Nearly a year later, when Musashi accepted a more formal challenge from Denshichirō, Seijūrō attempted to kill Musashi at Rendaiji field on New Year's Day without informing anyone possibly due to believing that Denshichirō could not defeat Musashi. However, Musashi defended himself and slew Seijūrō on New Year's Day. Denshichirō would be mentally traumatized at the sight of his older brother's body and soon started to lose practice bouts to his nominal students, leading the disciple Ueda Ryōhei to plot to have Sasaki Kojirō act as a substitute, only for Ryōhei to be expelled by Denshichirō for this. At the duel, Musashi was delayed by Ryōhei threatening him with revenge should he win but had so advanced as a swordsman as to defeat Denshichirō fairly and with relative ease, killing the second brother at Rengeoin temple. Ryōhei's expulsion only lasted until Denshichirō's death, after which he returned and became head of the school/family. (There is no third biological brother in Vagabond, where Ueda Ryōhei had been adopted by one of Kenpo's disciples, and even before Denshichirō's death he had the support of at least a sizable number of the Yoshioka swordsmen.)

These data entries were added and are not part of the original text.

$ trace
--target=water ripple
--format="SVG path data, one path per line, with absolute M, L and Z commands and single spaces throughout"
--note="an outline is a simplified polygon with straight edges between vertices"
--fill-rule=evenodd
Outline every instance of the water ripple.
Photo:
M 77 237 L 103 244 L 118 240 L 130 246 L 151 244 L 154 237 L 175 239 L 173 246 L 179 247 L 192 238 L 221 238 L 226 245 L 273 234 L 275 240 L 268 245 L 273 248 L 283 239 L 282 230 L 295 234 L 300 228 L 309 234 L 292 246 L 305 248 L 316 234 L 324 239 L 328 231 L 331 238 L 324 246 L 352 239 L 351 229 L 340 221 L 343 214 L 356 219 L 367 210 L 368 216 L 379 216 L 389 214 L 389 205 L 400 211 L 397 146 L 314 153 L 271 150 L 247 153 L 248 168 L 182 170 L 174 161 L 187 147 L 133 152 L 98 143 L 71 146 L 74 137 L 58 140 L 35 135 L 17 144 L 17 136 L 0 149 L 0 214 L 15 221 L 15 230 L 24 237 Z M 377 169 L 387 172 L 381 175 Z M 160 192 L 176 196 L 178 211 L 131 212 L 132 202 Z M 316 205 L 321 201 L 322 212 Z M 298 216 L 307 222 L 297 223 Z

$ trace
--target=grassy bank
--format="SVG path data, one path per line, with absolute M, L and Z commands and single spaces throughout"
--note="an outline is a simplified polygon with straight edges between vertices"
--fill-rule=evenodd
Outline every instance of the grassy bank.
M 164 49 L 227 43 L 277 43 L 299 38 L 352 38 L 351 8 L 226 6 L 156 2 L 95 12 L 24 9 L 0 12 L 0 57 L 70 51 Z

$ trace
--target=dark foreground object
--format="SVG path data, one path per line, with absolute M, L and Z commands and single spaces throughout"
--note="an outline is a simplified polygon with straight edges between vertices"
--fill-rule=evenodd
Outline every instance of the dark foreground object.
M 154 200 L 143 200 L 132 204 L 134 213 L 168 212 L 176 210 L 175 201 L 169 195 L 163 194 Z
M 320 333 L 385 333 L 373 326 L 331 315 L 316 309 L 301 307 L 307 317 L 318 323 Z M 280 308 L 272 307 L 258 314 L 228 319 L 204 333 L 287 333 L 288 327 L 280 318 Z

Ryōhei's next plot to have all seventy of the Yoshioka swordsmen ambush Musashi at Ichijouji field proved to be the school's undoing: Musashi overheard the plot only for Ryōhei to formally challenge him without changing the plan or at least preparing the Yoshioka swordsmen for what was essentially a murder plot that had been given away. As a result, Musashi ended the Yoshioka school by literally destroying the school's membership in that final encounter.